1. the invention overcomes the technical difficulty of the two-step synthesis method in the prior art, replaces the preparation method of the lung cavity ventilation liquid with the one-step synthesis method, can complete the reaction only by one reactor, and has high efficiency and simple process;

2. the method adopts SbF ₃ as a fluorinating agent, and simultaneously adopts spherical Co ₂ O ₃ with the diameter of 0.1 ~ 0.3.3 mm as a catalyst, so that the purity and the yield of perfluorodecalin are improved under the combined action of the SbF ₃ and the catalyst;

3. The charging molar ratio of SbF ₃ to naphthalene is 10:1 ~ 20:1, so that the purity of perfluorodecalin is further improved and reaches more than 98%.

Drawings

FIG. 1 is a flow chart of the production process of the present invention.

Detailed Description

the following detailed description of the preferred embodiments of the present invention is provided to enable those skilled in the art to more readily understand the advantages and features of the present invention, and to clearly and unequivocally define the scope of the present invention.

the lung cavity ventilation liquid is a fluorocarbon compound, the fluorocarbon compound is various in types, and the purification methods of the synthesis processes are different. The perfluorodecalin of the invention has no acidity in gas phase for 24 hours, and the hydrogen-containing impurities of the lung cavity ventilation liquid are less than 5 ppm and have different properties with other perfluorodecalin.

The reactor of the invention can be a tubular reactor, and the material can be Monel, nickel, stainless steel, red copper or carbon steel, etc. The tube is filled with alkali metal, alkaline earth metal oxide, alkaline earth metal fluoride, nickel and fluoride thereof, cobalt and fluoride thereof, copper and fluoride thereof, aluminum and fluoride thereof, manganese and fluoride thereof, if the starting filler is not completely fluoride, it is necessary to perform fluorination with fluorine gas or a mixed gas of fluorine before the reactants are introduced for reaction to completely convert the filler into fluoride.

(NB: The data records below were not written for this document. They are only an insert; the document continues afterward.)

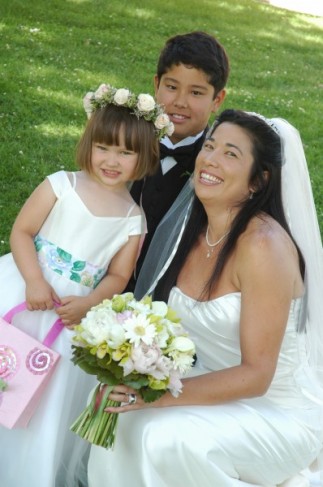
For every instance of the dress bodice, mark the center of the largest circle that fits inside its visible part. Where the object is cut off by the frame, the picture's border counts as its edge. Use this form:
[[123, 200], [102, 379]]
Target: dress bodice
[[71, 226], [214, 327]]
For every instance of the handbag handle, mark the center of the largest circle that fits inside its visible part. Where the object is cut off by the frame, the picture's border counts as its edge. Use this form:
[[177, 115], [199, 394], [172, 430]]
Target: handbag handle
[[53, 332]]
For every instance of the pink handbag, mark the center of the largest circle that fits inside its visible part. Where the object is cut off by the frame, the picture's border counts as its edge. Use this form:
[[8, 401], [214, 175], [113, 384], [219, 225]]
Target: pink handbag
[[26, 366]]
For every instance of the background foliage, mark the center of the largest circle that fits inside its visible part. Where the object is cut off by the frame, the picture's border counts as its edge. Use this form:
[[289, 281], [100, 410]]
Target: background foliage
[[52, 52]]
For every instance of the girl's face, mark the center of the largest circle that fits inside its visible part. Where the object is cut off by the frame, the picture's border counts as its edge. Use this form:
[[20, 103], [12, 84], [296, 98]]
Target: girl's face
[[113, 165], [223, 167]]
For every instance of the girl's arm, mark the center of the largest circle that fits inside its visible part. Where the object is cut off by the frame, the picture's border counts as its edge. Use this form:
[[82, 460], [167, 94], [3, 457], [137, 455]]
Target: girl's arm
[[74, 308], [39, 294], [266, 276]]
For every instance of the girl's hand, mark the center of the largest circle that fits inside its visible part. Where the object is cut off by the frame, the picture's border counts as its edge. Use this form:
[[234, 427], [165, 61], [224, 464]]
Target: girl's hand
[[72, 309], [40, 295]]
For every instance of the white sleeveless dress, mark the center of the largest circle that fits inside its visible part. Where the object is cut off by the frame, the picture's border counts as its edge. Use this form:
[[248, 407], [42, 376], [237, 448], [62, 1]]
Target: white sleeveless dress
[[256, 442], [74, 249]]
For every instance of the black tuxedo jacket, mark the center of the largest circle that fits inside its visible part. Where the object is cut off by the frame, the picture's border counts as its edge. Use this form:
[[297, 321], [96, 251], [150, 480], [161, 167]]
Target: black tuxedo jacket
[[157, 193]]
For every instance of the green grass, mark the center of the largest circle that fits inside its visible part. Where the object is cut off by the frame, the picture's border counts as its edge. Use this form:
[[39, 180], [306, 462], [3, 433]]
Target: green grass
[[52, 52]]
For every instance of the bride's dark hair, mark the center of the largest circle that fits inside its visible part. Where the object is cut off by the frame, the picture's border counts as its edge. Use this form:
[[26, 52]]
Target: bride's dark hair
[[265, 178]]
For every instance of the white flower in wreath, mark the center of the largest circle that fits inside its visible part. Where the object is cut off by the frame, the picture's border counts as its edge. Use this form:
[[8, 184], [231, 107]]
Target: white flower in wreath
[[121, 96], [146, 103], [87, 103], [101, 91]]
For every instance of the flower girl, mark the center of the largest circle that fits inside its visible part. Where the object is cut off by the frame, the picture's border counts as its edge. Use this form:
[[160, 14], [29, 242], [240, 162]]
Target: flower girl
[[74, 243]]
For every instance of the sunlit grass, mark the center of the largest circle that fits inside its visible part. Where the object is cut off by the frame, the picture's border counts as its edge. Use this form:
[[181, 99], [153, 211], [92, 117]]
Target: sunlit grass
[[51, 53]]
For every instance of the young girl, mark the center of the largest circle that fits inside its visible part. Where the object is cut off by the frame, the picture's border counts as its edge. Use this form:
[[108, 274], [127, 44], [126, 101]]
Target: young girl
[[74, 243]]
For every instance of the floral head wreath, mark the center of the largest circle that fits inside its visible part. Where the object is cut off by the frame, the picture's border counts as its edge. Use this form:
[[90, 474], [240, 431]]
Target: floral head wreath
[[143, 106]]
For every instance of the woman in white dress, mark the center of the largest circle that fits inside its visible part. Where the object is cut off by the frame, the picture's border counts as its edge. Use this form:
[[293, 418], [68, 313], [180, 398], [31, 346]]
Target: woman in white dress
[[75, 242], [250, 413]]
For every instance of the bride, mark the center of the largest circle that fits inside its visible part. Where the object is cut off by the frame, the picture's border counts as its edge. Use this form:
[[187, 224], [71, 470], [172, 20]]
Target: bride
[[241, 263]]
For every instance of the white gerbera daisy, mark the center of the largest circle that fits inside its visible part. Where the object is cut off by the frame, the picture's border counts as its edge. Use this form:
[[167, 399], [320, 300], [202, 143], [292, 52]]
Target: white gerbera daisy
[[139, 329]]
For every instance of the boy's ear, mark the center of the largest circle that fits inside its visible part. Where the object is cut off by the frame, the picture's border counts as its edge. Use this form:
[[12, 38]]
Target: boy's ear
[[156, 84], [218, 100]]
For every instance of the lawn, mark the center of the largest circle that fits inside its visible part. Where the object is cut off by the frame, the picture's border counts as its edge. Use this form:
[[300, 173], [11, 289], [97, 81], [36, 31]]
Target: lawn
[[52, 52]]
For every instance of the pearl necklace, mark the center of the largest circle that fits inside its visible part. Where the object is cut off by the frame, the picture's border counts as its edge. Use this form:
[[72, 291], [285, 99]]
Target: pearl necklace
[[210, 250]]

The main raw material of the lung cavity ventilation liquid is perfluorodecalin, and antimony trifluoride is heated at a certain temperature and then is prepared into novel perfluorodecalin with naphthalene and tetralin by a one-step method, wherein the reaction process of the novel preparation is as follows:

the chemicals and equipment used in the following examples and comparative examples are as follows:

1. antimony trifluoride, available from Shanghai Allantin Biotechnology, Inc.

2. naphthalene, available from Shanghai Aladdin Biotechnology Ltd.

3. Tetralin was purchased from tokyo chemical industries co.

GC purity test instrument: agilent, column: DB-5, FID detector, carrier gas: nitrogen (10mL/min), split ratio 10:1, sample introduction amount: 20 ul.